Andrew Malcolm, Facilities and Managed Care Analyst, Barclays: Got it. And then home dialysis is a topic that we haven’t been talking as much today as maybe we were five years ago when some of these programs were implemented. I think there was a target at one point to get to 25 penetration. Where is the latest where does the latest penetration stand on home dialysis? And what’s holding back the industry from getting to those higher levels of penetration?

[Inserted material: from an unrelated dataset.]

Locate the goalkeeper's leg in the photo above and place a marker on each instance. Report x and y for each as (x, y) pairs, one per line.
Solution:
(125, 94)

Joel Ackerman, CFO, DaVita: Yes. So, our penetration took a dip in Q4. There were some PD supply issues, peritoneal dialysis supply issues associated with the hurricane at a big facility in North Carolina. But we think that will rebuild back into the 15% plus. In terms of the 25% goal, I think we always knew that was aspirational.

And the challenge really, I think, ultimately lies with the patients and the physicians. Home dialysis is a great modality for many patients, but not all patients. It’s a challenging modality. It’s not about a nurse or a technician coming to your home. It’s about self care.

And there are a lot of patients for whom it’s not appropriate, a lot of patients who go on home dialysis, but ultimately wind up in the clinic. And there are some physicians who remain uncomfortable with the modality. So, we’re investing a lot of money and a lot of effort to continue to grow that and make sure patients get access to the right modality for them. But I think it remains a challenging goal.

Andrew Malcolm, Facilities and Managed Care Analyst, Barclays: Great. Well, we’ll leave it at that. We’re out of time here. Thank you so much for joining and please enjoy the rest of the conference.

Joel Ackerman, CFO, DaVita: Thank you. Thanks everyone.